方萧一把抓过粉饼,毫无章法的在自己脸上一通乱扑,摸的脸上惨白吓人……几下之后,方萧把粉饼随手一扔,往床上一坐,冷声道:“就这样吧!”然后再不动弹。王氏见此,也无可奈何;禀了太夫人刘氏,刘氏皱眉,但最终叹了口气:“随她去吧~~”
还好并没有如萧家人担心的那样再闹腾,方萧安安静静的上了花轿。路上无话,到江府也是按部就班,江宏虽对着萧家人时脸色就不太好,但被父母压着也是礼数不缺。而方萧也无异动,让她走就走、让她拜就拜,只是动作僵硬,就跟个木头人似的。直到该入洞房时,出了状况:本该是由江宏亲自牵着红绸引方萧入洞房,而何氏那边则是由喜娘代引——皇帝虽没有封方萧作正妻的旨意,但却明确封何氏为平妻。无论那何玉莲如何风光,风头压过了萧家女,到底是平妻,所以司礼官便如此安排了——而江宏却拒不如此,说法也很冠冕堂皇,何氏已被皇帝亲封,萧氏仍未受礼部的诰命,乃是白身。于国礼之下,应遵何氏在先。
这简直就是强词夺理。婚礼乃是家礼,入洞房要行的是夫妻之礼,此时江宏扯这个,明明是有意打压萧氏!但江宏抬了这些大道理出来,司礼官一时也不好反驳……搀扶着方萧的红袖如何肯干,正要上前理论,却被方萧一把拉住。红盖头下传来冷冷的声音:“就听将军的吧!”
听她如此一说,红袖自不敢再说话。周边跟着的婆子丫鬟本是被刘氏吩咐过“千万劝着姑娘不要生事~~”此时怎会多嘴?而送亲的萧琮年纪尚小,此时虽知不妥,又反驳不出什么话来……一时萧家的人都无言语。前来参加喜宴的人很多都心中暗道:“夫君偏袒,而小姐性软,萧家又无人——这萧氏今后的日子可怎么过啊~~”心中都暗暗同情起方萧来。

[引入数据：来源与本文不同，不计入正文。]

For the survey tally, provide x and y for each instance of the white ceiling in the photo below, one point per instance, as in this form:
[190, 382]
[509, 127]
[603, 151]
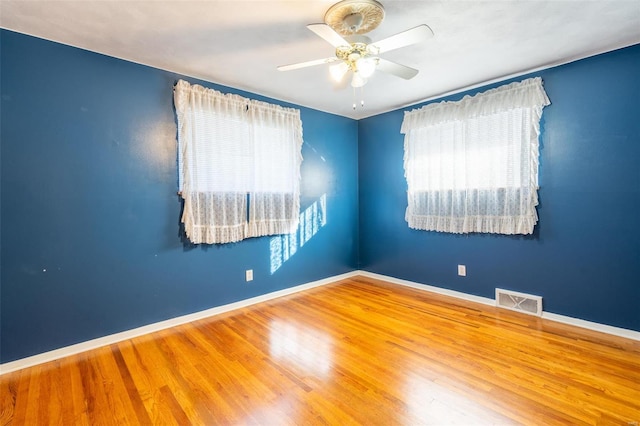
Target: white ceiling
[240, 43]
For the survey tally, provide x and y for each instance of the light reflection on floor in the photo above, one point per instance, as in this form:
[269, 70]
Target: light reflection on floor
[283, 247]
[302, 346]
[430, 403]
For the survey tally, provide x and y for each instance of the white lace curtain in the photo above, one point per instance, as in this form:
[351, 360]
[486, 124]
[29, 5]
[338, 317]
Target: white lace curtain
[472, 165]
[239, 165]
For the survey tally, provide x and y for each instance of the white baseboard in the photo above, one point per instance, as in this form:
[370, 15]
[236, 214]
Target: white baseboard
[162, 325]
[603, 328]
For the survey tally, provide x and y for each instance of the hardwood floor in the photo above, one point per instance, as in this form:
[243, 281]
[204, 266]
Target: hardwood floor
[356, 352]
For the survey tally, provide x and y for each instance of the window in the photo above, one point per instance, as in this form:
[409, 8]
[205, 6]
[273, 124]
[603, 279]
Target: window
[472, 165]
[239, 165]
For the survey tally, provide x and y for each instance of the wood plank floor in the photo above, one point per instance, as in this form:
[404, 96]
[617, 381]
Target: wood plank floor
[355, 352]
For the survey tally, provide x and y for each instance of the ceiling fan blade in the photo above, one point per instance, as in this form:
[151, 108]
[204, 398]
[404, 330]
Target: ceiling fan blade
[405, 38]
[307, 64]
[327, 33]
[396, 69]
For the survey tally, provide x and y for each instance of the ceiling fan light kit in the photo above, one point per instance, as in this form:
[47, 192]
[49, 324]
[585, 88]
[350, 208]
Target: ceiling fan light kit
[345, 24]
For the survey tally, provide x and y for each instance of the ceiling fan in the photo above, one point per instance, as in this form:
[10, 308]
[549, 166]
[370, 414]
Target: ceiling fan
[345, 24]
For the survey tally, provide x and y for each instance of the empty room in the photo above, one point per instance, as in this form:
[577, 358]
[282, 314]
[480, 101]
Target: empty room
[320, 213]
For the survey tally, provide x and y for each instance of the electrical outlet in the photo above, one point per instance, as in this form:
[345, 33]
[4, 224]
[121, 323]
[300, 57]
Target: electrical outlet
[462, 270]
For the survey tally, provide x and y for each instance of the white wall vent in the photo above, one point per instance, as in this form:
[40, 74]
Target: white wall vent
[520, 302]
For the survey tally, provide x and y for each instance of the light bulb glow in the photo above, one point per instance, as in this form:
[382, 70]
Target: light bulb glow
[338, 71]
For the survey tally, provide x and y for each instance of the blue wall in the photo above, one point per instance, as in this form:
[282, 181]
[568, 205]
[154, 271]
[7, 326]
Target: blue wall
[89, 212]
[584, 257]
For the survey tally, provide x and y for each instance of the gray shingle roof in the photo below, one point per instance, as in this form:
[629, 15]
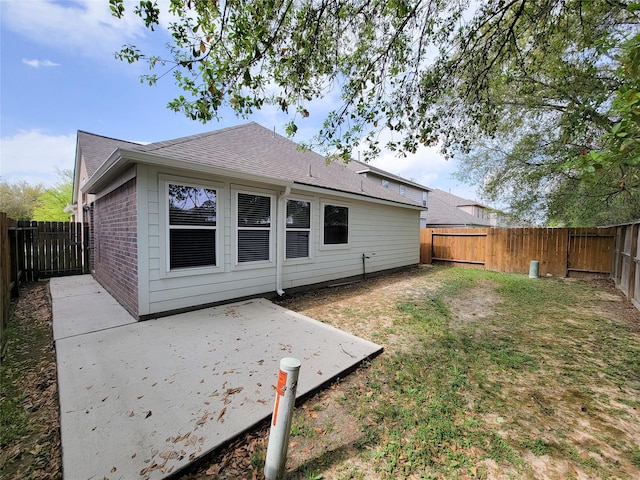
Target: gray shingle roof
[362, 167]
[443, 210]
[253, 149]
[97, 148]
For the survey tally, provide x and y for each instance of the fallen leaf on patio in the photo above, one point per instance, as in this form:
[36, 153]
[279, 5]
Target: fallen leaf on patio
[203, 419]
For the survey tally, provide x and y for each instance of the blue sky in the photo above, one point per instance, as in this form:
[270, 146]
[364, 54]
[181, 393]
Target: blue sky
[58, 75]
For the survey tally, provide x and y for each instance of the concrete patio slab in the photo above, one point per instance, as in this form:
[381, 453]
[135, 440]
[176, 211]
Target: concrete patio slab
[81, 305]
[143, 400]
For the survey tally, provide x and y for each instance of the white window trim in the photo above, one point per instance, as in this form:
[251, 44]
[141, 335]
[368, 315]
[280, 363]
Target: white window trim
[272, 229]
[338, 246]
[165, 244]
[292, 261]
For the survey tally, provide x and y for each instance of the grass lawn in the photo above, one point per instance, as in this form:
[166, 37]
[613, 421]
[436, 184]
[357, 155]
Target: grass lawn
[484, 375]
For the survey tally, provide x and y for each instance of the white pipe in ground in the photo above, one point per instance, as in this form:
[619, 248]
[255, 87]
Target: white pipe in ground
[281, 420]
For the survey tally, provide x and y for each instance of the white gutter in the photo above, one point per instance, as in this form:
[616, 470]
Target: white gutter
[281, 219]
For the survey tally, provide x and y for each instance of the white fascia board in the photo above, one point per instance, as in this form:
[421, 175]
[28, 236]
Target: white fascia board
[121, 158]
[364, 197]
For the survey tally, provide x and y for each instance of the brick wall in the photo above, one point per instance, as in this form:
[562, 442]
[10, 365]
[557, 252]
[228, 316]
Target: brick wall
[115, 253]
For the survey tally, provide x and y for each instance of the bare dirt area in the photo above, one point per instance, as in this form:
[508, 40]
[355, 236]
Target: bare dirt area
[517, 378]
[30, 443]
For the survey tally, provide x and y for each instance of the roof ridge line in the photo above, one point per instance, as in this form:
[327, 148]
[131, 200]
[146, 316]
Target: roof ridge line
[180, 140]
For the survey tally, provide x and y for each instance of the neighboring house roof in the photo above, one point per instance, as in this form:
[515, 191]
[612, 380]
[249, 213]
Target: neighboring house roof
[361, 167]
[249, 149]
[444, 210]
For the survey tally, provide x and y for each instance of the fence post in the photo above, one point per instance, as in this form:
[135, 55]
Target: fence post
[281, 420]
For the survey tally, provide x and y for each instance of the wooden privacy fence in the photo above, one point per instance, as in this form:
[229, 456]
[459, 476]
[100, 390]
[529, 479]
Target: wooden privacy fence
[559, 251]
[33, 250]
[626, 272]
[5, 275]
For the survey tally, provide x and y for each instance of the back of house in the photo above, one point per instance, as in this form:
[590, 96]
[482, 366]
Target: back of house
[233, 213]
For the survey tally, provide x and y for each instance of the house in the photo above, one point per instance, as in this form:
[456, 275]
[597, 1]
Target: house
[448, 211]
[406, 188]
[237, 212]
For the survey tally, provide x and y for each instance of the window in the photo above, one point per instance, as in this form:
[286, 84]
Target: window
[192, 226]
[298, 229]
[254, 228]
[336, 225]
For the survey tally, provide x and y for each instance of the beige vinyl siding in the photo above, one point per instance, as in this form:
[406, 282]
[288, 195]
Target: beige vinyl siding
[389, 235]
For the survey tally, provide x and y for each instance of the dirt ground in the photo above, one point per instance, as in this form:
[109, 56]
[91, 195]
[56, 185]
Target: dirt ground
[323, 423]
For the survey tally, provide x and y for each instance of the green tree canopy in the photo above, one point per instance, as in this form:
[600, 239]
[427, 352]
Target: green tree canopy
[522, 91]
[53, 201]
[18, 200]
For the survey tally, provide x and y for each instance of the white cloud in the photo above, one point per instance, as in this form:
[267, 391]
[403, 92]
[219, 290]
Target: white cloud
[83, 27]
[35, 63]
[33, 156]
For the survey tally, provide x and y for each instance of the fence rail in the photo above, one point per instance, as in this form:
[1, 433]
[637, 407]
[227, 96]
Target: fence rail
[559, 251]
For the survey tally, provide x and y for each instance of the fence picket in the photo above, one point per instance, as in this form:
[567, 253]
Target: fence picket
[559, 251]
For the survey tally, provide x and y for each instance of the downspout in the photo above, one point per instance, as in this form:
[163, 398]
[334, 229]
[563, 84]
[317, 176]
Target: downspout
[280, 236]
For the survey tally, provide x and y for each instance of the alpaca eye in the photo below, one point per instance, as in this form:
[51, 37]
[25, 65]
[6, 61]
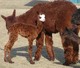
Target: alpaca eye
[39, 17]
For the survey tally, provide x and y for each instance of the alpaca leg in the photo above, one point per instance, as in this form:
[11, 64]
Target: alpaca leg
[75, 48]
[75, 52]
[49, 47]
[30, 51]
[68, 51]
[39, 44]
[7, 48]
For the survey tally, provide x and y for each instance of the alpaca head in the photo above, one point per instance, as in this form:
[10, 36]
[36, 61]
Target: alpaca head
[42, 17]
[9, 19]
[76, 17]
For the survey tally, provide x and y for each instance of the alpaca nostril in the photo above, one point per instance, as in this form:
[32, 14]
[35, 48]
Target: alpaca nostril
[42, 17]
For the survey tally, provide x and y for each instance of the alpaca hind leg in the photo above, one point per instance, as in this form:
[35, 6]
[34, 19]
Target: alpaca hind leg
[75, 52]
[30, 51]
[39, 44]
[49, 46]
[7, 48]
[68, 51]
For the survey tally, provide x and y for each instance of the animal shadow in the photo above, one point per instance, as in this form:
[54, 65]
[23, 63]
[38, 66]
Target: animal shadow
[32, 3]
[23, 51]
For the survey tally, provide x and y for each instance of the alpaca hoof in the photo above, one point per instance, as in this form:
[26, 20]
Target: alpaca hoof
[75, 62]
[5, 60]
[36, 59]
[51, 59]
[32, 62]
[10, 61]
[66, 64]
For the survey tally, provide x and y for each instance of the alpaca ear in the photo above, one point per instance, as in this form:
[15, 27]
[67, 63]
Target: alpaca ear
[14, 13]
[37, 12]
[3, 17]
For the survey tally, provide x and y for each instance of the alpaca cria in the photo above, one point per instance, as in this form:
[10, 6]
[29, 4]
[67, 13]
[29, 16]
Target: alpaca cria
[58, 19]
[29, 31]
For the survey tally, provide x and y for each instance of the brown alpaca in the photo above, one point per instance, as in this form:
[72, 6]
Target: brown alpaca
[58, 19]
[29, 31]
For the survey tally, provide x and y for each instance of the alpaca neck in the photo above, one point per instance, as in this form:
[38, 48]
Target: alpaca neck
[39, 26]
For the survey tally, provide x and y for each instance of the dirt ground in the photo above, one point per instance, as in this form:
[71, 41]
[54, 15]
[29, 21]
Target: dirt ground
[20, 49]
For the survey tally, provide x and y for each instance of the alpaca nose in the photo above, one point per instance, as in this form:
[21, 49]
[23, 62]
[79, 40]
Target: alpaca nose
[42, 17]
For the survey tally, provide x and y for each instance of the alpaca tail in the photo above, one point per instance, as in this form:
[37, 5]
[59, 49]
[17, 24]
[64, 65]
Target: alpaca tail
[71, 35]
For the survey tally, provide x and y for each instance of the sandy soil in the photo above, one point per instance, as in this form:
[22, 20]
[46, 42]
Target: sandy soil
[20, 49]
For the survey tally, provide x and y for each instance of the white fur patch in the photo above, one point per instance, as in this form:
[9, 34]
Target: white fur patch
[42, 17]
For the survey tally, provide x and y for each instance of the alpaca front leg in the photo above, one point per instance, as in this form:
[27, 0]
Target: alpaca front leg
[7, 48]
[75, 52]
[49, 46]
[39, 44]
[68, 50]
[30, 51]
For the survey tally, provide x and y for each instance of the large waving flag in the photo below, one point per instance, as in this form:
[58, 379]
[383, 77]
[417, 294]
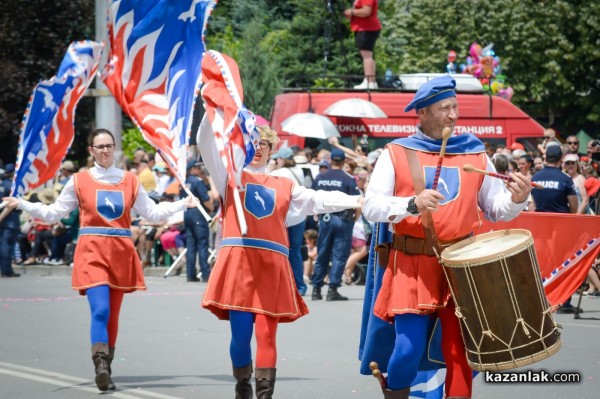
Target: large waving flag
[566, 246]
[156, 49]
[47, 129]
[233, 124]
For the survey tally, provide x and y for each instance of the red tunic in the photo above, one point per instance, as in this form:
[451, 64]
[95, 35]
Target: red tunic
[253, 273]
[105, 254]
[416, 283]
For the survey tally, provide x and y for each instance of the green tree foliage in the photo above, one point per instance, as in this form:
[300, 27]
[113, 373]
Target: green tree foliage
[132, 140]
[34, 36]
[549, 50]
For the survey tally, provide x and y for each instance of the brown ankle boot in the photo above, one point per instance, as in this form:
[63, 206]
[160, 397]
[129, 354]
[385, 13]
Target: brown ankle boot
[100, 358]
[111, 356]
[243, 387]
[265, 382]
[396, 394]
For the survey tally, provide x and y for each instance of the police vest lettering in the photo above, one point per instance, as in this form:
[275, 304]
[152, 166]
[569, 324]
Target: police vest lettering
[549, 184]
[329, 183]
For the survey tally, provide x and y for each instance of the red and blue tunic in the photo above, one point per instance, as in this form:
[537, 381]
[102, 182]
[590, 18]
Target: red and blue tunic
[105, 254]
[416, 283]
[252, 272]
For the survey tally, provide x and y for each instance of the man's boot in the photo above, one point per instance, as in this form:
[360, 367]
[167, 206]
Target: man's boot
[243, 388]
[333, 295]
[316, 295]
[265, 382]
[100, 358]
[111, 356]
[397, 394]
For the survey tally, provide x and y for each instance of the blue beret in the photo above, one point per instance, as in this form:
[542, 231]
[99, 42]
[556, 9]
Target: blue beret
[431, 92]
[337, 154]
[192, 163]
[284, 153]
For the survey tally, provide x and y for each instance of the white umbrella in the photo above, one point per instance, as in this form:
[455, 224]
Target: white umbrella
[308, 124]
[355, 108]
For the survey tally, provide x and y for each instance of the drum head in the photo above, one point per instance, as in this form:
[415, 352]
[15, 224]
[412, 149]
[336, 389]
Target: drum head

方萧知道江宏此举不合礼数,会引来旁人对她的不平——这倒恰好合了她的意。方萧现在虽然心中依然愤怒,但头脑已渐渐清晰起来,心里也定了主意。所以当红袖在扶她进入新房后依然愤愤不平的嘟囔时,方萧说道:“他不过是给我个下马威罢了,有什么可恼怒的?”
红袖怒道:“姑娘你的性子什么时候这么软弱了,这不是当着众人给咱们没脸!”
“有脸也罢、没脸也罢。成这个亲本就是件丢脸的事。”方萧有些悲伤的说道。红袖见她露出了伤心的模样,连忙自责道:“都是我不好,说这些有用没用的~~”
“好了好了~~”方萧挥挥手,“只怕待会还有更难堪的,你不要说什么——我自有打算。”
红袖只得点了点头。
过了好一阵子,才有婆子来传,新郎官过来揭盖头了。就听轰隆隆一阵杂乱的脚步声,还未待司礼官唱喏,方萧就发现自己头上的红帕被“嚯”的一下掀了下去。方萧一惊,抬头看前来的江宏,虽然身上穿着火红的吉服,脸上却一脸的不耐。他掀完盖头,也不坐下,只是随手接过喜娘准备好的合欢酒喝了一口,夹了丫鬟捧着的饺子咬了一口,也不待众人撒床唱贺,转身就走。随来的众人都惊呆了,半晌才反应过来,尴尬的说了几句吉祥话,便纷纷离去了。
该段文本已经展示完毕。